Vessel Wall Imaging to Understand Pathology
Vascular pathology, such as cervical or intracranial atherosclerosis, is one of the most common causes of ischemic stroke worldwide. Historically, the imaging evaluation of atherosclerosis has focused on the assessment of the degree of luminal narrowing because more severe narrowing is associated with an increased risk of ischemic stroke.94,95 However, 30% to 40% of patients who experience an ischemic stroke do not have a clearly identifiable etiology for their stroke,96 and nonflow limiting atherosclerosis or other arterial vascular abnormalities may be the culprit in many of these patients.97–100 The use of vessel wall imaging on 3T high-resolution MRI is increasingly used to characterize stroke etiology.101 In 1 study, vessel wall imaging identified the probable cause of a patient’s stroke in 55% of cases, primarily by enhancing the detection of intracranial atherosclerotic disease.102 Similar studies have used high-resolution vessel wall imaging to identify the presence of underlying atherosclerosis and culprit plaques in patients previously deemed to have a cryptogenic stroke.98 These data suggest that high-resolution MRI and vessel wall imaging may add diagnostic value in patients with ischemic stroke, but the adoption of these techniques has been relatively modest.
During the workshop, participants highlighted that lengthy acquisition times for vessel wall imaging have hindered its widespread adoption.
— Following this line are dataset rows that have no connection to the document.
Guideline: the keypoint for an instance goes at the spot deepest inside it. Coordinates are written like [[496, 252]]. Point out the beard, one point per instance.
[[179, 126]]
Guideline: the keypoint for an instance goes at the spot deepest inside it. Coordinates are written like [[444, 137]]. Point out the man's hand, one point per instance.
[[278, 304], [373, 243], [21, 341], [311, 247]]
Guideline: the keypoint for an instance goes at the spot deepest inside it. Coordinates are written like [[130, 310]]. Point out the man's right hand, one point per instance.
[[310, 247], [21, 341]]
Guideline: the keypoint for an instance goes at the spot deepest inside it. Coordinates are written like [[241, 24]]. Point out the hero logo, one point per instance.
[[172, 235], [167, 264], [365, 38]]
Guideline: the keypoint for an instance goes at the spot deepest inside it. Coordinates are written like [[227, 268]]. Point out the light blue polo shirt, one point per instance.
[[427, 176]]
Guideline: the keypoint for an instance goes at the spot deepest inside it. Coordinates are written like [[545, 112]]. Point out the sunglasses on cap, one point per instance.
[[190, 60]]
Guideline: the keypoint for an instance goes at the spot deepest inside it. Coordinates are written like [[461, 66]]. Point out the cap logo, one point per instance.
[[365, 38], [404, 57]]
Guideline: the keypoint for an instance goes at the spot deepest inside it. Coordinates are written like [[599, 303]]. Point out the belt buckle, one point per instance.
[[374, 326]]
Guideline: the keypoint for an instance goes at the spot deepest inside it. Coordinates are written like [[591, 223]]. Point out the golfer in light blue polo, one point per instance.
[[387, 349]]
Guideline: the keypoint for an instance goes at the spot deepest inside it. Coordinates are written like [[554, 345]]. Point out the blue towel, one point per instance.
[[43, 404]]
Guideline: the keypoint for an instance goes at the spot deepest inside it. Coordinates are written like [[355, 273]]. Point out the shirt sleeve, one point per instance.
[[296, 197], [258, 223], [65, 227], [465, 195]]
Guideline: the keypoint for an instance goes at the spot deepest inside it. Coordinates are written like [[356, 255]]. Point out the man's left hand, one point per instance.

They emphasized the importance of advancements in technology to shorten acquisition times. Additionally, the workshop underscored the necessity for high-quality prospective studies aimed at gaining a deeper understanding of the effectiveness of vessel wall imaging in characterizing intracranial atherosclerotic disease and other vasculopathies. By conducting such studies, we can enhance our knowledge and improve the utility of vessel wall imaging in clinical practice. Finally, clinical studies need to establish whether these imaging approaches have a utility in assessing patient response to statins and antiplatelet medications.
CONCLUSIONS
The participants in the neuroimaging workshop of STAIR XII have identified 10 key areas of imaging that hold great promise in enhancing stroke outcomes. The development of novel imaging techniques and AI-based protocols aimed at early stroke detection through noninvasive imaging, identification of BBB damage following a stroke, characterization of clots before reperfusion, and vessel wall imaging for determining stroke etiology has garnered significant interest. Moreover, the implementation of newer CBCTs and MSUs could greatly enhance the workflow of LVO treatment. The workshop participants agreed on the importance of a collaborative effort involving investigators, industry, and regulators to advance imaging research and ultimately improve patient outcomes.